Date:
Fri, 18 Jun 2004 13:40:25 -0700 (PDT)
From:
David Sprague <dsprague@cs.ubc.ca>
To:
grads@cs.ubc.ca
Subject:
Settling in for a cold beer at Koerner's
Hello
all. If you are a red head or have
really fair skin, is this heat and sunlight getting you down? Do you need to cool off
with
a refreshing beer? Most of the rest of
you might actually be enjoying these bright sunny warm days and might also
enjoy a
cool
refreshing beer. Well come on out to
the Koerner's patio....after waiting inside for twenty minutes for someone to
leave a
table. You can enjoy the sunlight surrounded by the
people you know and the things you love (beer). Who could expect you to
work
on a day like today?* So come meet at
the front of CICSR at 5:00pm and we can
walk on over to Koerner's together.
*
Your supervisor. That's who. I hope he/she is out of town.
As
some of your are aware (if your window was open on Wednesday afternoon your
probably heard the profanity coming from my
mouth)
I just recently moved to Thunderbird residence. Yes, your local beer czar can now has no excuse for being late at
5 and
no
reason to leave the bar early. **. On that
note, I thought I would write a list not-related to beer or CS but rather to
the
joys
and raptures of moving. Most of these
are completely made up, but some are not.

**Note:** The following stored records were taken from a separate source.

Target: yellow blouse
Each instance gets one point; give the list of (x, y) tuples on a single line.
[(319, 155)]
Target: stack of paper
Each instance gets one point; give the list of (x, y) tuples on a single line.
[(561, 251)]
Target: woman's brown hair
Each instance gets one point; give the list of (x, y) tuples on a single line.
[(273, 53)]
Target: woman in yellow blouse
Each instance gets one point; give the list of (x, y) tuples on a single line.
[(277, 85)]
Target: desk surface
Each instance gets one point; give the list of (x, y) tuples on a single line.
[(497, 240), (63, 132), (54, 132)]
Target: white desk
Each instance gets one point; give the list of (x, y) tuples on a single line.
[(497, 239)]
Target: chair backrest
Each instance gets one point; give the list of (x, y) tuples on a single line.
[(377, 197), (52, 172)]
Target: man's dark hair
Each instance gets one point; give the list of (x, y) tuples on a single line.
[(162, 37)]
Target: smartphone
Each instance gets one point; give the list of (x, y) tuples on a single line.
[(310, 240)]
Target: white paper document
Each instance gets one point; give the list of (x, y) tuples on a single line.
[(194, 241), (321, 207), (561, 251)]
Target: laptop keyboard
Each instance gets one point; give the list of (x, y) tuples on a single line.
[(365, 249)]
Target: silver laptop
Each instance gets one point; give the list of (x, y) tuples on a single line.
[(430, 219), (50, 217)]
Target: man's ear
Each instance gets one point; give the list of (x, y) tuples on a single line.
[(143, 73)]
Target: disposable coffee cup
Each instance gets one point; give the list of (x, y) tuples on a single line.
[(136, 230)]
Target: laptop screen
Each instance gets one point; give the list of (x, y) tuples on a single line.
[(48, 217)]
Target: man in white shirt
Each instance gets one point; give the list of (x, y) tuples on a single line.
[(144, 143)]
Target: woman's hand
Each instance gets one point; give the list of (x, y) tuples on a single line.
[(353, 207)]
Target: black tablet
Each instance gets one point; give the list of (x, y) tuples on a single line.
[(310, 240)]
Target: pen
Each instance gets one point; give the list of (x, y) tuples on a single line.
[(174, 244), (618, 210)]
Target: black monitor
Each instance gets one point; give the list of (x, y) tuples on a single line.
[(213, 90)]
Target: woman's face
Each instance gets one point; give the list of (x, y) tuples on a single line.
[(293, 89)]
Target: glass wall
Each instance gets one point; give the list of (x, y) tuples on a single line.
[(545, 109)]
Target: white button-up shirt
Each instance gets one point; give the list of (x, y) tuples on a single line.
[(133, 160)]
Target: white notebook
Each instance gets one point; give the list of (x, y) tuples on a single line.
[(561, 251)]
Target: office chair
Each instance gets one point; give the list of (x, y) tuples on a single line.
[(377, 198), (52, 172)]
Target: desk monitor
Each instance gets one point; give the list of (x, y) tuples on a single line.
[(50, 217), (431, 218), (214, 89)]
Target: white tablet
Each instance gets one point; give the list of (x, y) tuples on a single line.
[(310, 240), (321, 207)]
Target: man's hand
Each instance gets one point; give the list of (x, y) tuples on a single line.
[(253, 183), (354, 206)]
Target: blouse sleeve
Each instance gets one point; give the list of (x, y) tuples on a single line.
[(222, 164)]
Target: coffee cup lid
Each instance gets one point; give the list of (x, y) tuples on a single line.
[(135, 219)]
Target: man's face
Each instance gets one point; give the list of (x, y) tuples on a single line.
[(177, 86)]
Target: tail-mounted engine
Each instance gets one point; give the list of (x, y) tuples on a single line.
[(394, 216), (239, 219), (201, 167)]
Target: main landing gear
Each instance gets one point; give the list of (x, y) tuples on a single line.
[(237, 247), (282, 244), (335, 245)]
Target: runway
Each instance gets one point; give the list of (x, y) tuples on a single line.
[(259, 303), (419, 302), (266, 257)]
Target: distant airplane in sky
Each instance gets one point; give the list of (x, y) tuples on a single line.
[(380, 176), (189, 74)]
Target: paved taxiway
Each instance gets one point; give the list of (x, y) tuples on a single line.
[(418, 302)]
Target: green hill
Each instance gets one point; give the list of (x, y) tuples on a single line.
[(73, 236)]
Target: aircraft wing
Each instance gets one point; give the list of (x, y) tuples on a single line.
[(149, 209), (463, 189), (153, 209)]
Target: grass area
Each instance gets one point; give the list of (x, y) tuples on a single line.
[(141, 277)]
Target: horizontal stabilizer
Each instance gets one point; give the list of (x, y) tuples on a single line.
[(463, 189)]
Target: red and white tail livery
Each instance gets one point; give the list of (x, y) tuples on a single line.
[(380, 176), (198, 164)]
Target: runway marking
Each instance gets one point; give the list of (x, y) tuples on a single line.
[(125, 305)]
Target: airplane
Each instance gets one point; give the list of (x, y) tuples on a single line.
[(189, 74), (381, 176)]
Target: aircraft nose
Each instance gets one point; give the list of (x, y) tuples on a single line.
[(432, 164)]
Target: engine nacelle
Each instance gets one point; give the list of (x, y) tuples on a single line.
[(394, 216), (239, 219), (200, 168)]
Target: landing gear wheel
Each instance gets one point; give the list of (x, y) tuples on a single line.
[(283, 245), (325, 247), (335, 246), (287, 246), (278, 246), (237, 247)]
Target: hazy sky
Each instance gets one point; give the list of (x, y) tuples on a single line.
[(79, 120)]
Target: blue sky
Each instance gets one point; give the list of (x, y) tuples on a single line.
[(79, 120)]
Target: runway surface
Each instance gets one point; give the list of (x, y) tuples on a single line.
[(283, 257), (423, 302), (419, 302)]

Try and guess which are real!!
Thanks
again
to Jeremy, the Penoff, and Vance for your help and I will see everyone at 5.
**
Except that I am a cheap drunk and I like leaving before showing off how sad my
alcohol tolerance is.
TOP
TEN IMPORTANT LESSONS LEARNED FROM THIS MOVE
--------------------------------------------------
10. The words "How much was that picture
worth?" will get you a slap upside
the head.
9. When I growl like a rabid dog and I make
sailors and hackers blush with my profanity, that just means that I am "in
the
zone".
8. That old lady should not have been in my way
when I was "in the zone" and her hip will heal eventually.
7. David has no right to mock Vance's colourful
ring when he has that many pairs of shoes.

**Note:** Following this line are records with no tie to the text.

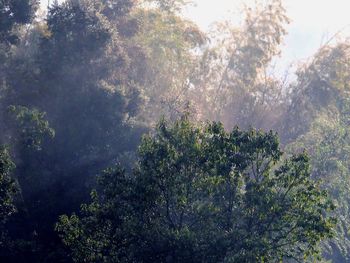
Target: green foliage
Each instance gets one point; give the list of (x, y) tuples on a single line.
[(13, 13), (201, 194), (31, 125), (7, 186), (8, 189)]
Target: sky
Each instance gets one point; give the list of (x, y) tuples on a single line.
[(313, 23)]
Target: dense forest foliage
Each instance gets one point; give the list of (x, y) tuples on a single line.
[(129, 135)]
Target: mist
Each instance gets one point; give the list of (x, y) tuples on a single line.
[(132, 132)]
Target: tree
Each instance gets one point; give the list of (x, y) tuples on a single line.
[(237, 82), (13, 13), (171, 45), (8, 189), (201, 194), (318, 120), (78, 77)]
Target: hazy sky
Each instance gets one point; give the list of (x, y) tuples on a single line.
[(313, 21)]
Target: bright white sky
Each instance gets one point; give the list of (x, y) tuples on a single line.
[(313, 21)]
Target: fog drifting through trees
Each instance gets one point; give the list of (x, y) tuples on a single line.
[(130, 135)]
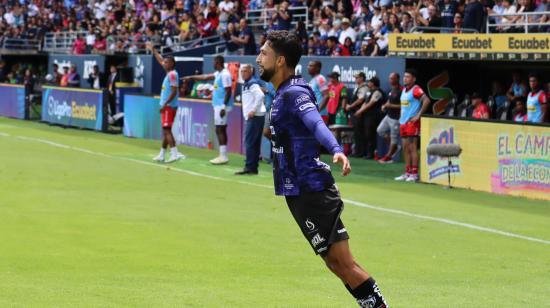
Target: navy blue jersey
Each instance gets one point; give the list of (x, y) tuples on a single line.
[(297, 132)]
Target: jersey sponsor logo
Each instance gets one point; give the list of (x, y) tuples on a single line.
[(369, 302), (322, 249), (317, 240), (307, 106), (310, 225), (302, 99)]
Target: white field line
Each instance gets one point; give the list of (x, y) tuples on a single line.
[(348, 201)]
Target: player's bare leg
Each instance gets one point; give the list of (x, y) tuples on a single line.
[(221, 133), (169, 140), (407, 154), (358, 282), (414, 159)]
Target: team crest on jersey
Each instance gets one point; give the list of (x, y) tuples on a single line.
[(307, 106), (367, 303), (317, 240), (310, 226), (302, 99)]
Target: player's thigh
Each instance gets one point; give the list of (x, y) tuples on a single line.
[(340, 253), (383, 127)]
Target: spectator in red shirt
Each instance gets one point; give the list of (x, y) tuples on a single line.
[(79, 46), (100, 44), (481, 110), (520, 112)]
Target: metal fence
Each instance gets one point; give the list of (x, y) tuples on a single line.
[(259, 19), (17, 45), (441, 30), (61, 42), (526, 23)]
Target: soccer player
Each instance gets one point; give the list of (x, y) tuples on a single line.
[(536, 101), (311, 195), (168, 106), (414, 104), (222, 101)]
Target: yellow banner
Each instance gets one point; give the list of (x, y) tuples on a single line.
[(508, 159), (474, 43)]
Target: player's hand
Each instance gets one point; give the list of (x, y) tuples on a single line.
[(267, 133), (340, 158)]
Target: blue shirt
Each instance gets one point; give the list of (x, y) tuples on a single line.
[(222, 80), (297, 131), (319, 84), (170, 80), (534, 110), (410, 103), (270, 95)]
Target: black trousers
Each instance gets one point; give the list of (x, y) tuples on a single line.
[(359, 136), (370, 125)]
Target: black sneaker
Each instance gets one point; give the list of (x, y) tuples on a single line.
[(247, 172)]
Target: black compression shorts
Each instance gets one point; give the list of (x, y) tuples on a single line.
[(318, 215)]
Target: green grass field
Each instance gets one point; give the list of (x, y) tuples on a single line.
[(87, 220)]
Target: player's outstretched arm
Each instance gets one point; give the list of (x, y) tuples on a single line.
[(307, 112), (340, 158), (202, 77)]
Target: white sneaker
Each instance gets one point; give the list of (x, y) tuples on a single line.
[(176, 157), (402, 177), (412, 178), (159, 158), (219, 160)]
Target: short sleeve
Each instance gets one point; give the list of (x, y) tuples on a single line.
[(542, 98), (362, 93), (301, 102), (173, 79), (418, 92), (323, 86), (226, 80), (344, 92)]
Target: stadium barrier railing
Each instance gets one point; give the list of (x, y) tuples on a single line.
[(524, 24), (14, 102)]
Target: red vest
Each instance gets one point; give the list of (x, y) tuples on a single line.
[(334, 97)]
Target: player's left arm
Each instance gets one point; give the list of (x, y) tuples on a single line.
[(259, 97), (543, 106), (157, 56), (173, 89), (425, 103), (306, 111)]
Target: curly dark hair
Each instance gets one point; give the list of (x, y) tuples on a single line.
[(286, 44)]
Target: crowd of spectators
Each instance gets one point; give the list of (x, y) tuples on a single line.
[(348, 27), (337, 27)]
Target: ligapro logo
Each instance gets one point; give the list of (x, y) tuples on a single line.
[(139, 71), (347, 74), (57, 109)]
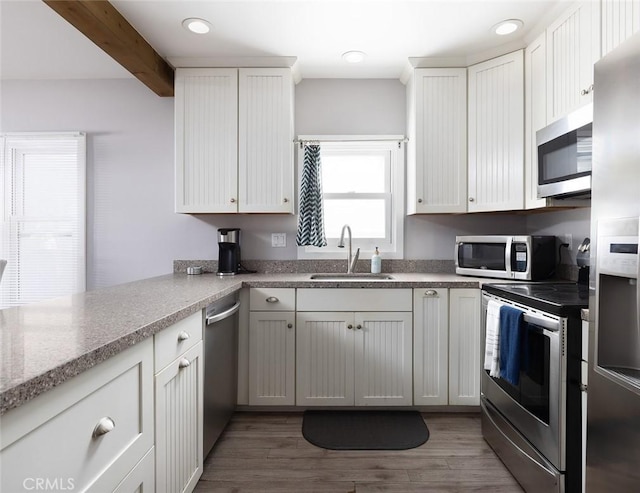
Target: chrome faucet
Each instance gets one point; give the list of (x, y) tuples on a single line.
[(351, 261)]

6. The words "Hey Brad! Catch!!"
should never be used when moving.
5. You can pack Vance up like a mule but if you
whip him from behind and scream "Hiaaa mule" he will mess you up.
4. If you make fun of Vance's rum and cokes, he
will mess you up.
3. Don't ask what the stains on the mattress
are from
......its
grape kool-aid......and get your mind out of the gutter.

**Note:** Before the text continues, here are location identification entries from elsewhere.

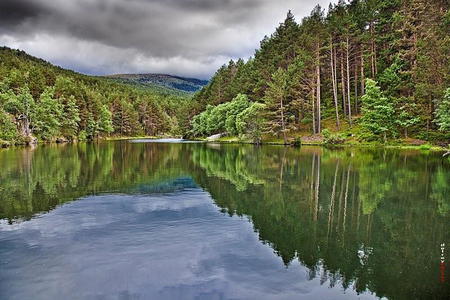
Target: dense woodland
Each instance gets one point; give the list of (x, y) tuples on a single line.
[(365, 70), (39, 101), (370, 69)]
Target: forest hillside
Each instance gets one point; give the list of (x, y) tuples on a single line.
[(364, 71)]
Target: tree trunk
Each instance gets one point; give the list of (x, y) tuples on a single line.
[(373, 51), (362, 72), (344, 97), (348, 84), (283, 125), (356, 85), (313, 110), (333, 79), (318, 87)]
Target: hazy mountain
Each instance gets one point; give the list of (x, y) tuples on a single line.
[(189, 85)]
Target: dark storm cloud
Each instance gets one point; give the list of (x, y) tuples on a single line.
[(14, 11), (188, 37)]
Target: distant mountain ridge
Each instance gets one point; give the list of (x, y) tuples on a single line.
[(184, 84)]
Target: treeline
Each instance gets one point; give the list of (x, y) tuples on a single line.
[(39, 101), (387, 61)]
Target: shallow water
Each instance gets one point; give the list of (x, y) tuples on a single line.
[(123, 220)]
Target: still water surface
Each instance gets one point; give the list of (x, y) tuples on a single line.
[(142, 220)]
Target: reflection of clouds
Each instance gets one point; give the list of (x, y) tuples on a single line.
[(172, 246)]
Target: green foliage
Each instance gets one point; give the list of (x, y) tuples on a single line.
[(251, 121), (443, 112), (316, 68), (49, 102), (8, 130), (219, 118), (378, 111), (332, 139), (45, 118)]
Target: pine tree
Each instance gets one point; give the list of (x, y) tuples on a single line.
[(275, 101), (378, 112)]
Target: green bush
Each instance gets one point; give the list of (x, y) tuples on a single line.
[(330, 138)]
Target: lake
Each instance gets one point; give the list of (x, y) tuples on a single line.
[(148, 220)]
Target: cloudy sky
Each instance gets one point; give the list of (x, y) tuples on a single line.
[(182, 37)]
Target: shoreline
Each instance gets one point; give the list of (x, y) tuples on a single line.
[(237, 141)]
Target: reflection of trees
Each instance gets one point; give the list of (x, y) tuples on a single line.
[(34, 181), (373, 220), (369, 219)]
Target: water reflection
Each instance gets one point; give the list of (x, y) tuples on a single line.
[(365, 220)]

2. If you kick it hard enough, it will
invariably fit through the door.
1.
Three words: Moving Truck Donuts.
0. Connected phone lines + Vance moving the 27 inch TV = Wacky Moving
Hijinks
-1. Desk tobogganing down the stairs is most fun
if there is an unsuspecting person at the bottom to "catch" you.
-2. I do not enjoy the guessing game "Snap
crackle or pop: What is the sound of this box dropping?"